Back to FISH COVID19 Special Issue 2
PUBLISHED 1 Jul 2020

Classically, resilience is the ability to recover from a setback, although that may not necessarily be a return to the way things were.

By Catherine Norwood

For director of marine resources at the Department of Primary Industries, Parks, Water and Environment (DPIPWE) in Tasmania, Ian Dutton, examining the issues that arose during the pandemic and how decisions were made can help build adaptive management capacity and assist decision-making in the future.

In past crises, such as the global financial crisis, there has not been adequate documentation of what happened, what options were assessed, how response priorities were decided, and how well the responses performed, he says.

“There is much that we learn about the robustness of our decision systems when they are placed under stress during a crisis like COVID.”

This approach underpins a project DPIPWE has initiated. It is led by Emily Ogier and Steven Rust at the University of Tasmania’s Institute for Marine and Antarctic Studies, which is tracking COVID-19 events and industry responses as they happen.

Emily Ogier leads the FRDC’s Human Dimensions Research subprogram, and the FRDC has commissioned her to expand the project scope beyond Tasmania, to incorporate national and international events. Preliminary results are already being used to inform response options, although the impacts of the coronavirus continue to unfold, providing an important historical reference to learn from.

Based on the difficulties encountered and responses to date, Ian Dutton sees the following three areas as important in increasing the resilience of the seafood sector.

Fish graphic

Business basics

Business structures and employment practices common in the fishing sector meant many small fishing businesses in need of assistance were not eligible for government support on offer, such as the JobSeeker or JobKeeper programs.

While peak industry bodies have worked with governments to address the eligibility criteria for these and other programs, including small business grants or low-interest loans, this work will need to be ongoing. The capacity to support these businesses is often highly dependent on how much they resemble ‘mainstream’ businesses.

For many in the seafood sector, this crisis might provide the impetus to review their operating structure and consider changes to allow easier access to a range of services and support programs.

Coordinated action

During the crisis, and as recovery efforts evolve, one of the most effective strategies to emerge has been the alignment of effort and collaboration across a wide array of sectors.
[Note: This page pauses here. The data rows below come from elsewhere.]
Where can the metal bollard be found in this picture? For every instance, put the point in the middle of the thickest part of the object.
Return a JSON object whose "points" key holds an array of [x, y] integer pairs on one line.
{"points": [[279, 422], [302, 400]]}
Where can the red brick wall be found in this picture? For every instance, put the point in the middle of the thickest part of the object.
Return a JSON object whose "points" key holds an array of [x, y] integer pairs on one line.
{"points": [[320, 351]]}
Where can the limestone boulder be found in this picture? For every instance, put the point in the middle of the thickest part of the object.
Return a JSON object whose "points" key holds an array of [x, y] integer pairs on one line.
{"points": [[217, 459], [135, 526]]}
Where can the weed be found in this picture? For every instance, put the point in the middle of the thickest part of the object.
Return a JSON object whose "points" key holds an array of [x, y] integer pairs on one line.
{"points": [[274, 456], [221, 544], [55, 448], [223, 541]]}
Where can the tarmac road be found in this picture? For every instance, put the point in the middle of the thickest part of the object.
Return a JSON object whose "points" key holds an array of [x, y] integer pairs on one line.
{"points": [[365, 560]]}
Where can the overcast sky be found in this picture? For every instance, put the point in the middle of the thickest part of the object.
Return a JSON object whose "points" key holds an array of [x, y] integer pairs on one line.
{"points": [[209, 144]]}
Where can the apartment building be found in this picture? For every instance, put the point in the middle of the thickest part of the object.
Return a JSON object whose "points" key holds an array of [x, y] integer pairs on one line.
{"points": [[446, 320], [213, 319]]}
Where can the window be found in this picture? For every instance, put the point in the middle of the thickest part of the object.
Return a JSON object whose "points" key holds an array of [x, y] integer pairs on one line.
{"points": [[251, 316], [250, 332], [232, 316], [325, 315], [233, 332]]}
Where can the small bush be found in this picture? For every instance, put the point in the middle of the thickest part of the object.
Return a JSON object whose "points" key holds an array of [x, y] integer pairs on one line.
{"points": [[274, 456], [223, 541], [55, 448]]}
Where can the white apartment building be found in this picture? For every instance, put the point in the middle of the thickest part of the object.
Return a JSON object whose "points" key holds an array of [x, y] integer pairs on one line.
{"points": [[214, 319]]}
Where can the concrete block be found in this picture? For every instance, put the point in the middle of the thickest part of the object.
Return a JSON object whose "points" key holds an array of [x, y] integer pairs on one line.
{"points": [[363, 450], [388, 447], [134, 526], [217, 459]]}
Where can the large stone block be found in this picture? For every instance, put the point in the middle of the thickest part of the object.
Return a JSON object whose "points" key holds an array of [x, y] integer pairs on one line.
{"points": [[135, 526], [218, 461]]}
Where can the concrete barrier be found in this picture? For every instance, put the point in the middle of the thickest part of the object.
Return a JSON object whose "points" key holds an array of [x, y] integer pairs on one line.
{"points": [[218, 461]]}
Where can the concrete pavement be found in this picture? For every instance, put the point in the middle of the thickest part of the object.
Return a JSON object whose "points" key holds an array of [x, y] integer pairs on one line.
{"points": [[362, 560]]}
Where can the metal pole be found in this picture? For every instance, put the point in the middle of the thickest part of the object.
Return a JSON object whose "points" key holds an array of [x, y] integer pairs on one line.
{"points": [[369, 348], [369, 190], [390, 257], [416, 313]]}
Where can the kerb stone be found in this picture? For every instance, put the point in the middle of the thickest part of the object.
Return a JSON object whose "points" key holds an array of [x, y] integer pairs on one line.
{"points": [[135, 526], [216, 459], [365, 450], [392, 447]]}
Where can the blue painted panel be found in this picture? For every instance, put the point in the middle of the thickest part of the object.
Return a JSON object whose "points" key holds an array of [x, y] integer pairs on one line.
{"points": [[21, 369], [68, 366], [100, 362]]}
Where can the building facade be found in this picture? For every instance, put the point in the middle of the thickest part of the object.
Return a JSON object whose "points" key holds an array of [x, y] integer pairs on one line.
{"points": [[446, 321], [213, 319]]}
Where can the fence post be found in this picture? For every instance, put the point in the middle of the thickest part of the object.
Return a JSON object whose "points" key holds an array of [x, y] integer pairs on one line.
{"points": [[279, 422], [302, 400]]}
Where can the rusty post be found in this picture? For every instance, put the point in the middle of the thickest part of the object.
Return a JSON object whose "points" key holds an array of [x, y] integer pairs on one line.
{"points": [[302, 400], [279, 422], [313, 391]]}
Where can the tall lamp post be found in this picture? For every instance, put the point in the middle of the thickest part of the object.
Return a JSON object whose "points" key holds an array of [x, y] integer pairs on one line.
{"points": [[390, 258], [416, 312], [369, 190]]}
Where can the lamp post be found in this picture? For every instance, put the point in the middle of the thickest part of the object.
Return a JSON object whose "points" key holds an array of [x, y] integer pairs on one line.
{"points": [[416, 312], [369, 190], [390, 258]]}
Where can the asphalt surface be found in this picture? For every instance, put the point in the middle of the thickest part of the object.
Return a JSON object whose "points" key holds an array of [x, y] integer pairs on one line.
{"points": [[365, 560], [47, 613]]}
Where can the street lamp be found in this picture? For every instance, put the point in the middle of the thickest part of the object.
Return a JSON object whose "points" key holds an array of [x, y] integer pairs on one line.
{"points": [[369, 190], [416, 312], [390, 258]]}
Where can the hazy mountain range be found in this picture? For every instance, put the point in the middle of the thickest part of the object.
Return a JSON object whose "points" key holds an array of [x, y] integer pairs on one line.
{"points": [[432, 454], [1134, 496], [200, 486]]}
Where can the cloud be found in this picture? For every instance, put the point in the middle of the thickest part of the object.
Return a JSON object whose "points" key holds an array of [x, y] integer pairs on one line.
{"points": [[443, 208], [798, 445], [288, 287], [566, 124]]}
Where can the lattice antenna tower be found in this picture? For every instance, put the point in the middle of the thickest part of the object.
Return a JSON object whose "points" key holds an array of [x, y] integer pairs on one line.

In Tasmania, the Seafood Industry Recovery Coordination Group, convened by the Minister for Primary Industries and Water, brings together all key government agencies, peak seafood industry groups and fisheries advisory experts every fortnight to share information, set priorities and coordinate responses. The priorities agreed on by this group feed into a whole-of-government group, the Premier’s Economic and Social Recovery Advisory Council.

While these groups are meeting in response to the crisis, Ian Dutton says continued collaboration and coordinated effort in the long-term will help to build the resilience of the seafood sector.

Digital capacity

The move to online Zoom or MS Teams meetings might seem inconsequential, but it has accelerated information sharing, communication and speedy decision-making, and improved collaboration between stakeholders at all levels of the sector. All of this will improve the capacity and responsiveness of the seafood sector.

The crisis has also highlighted the value of having access to real-time or near-real-time information in fisheries management. In Tasmania, this realisation will accelerate the move from paper-based catch reports to digital reporting.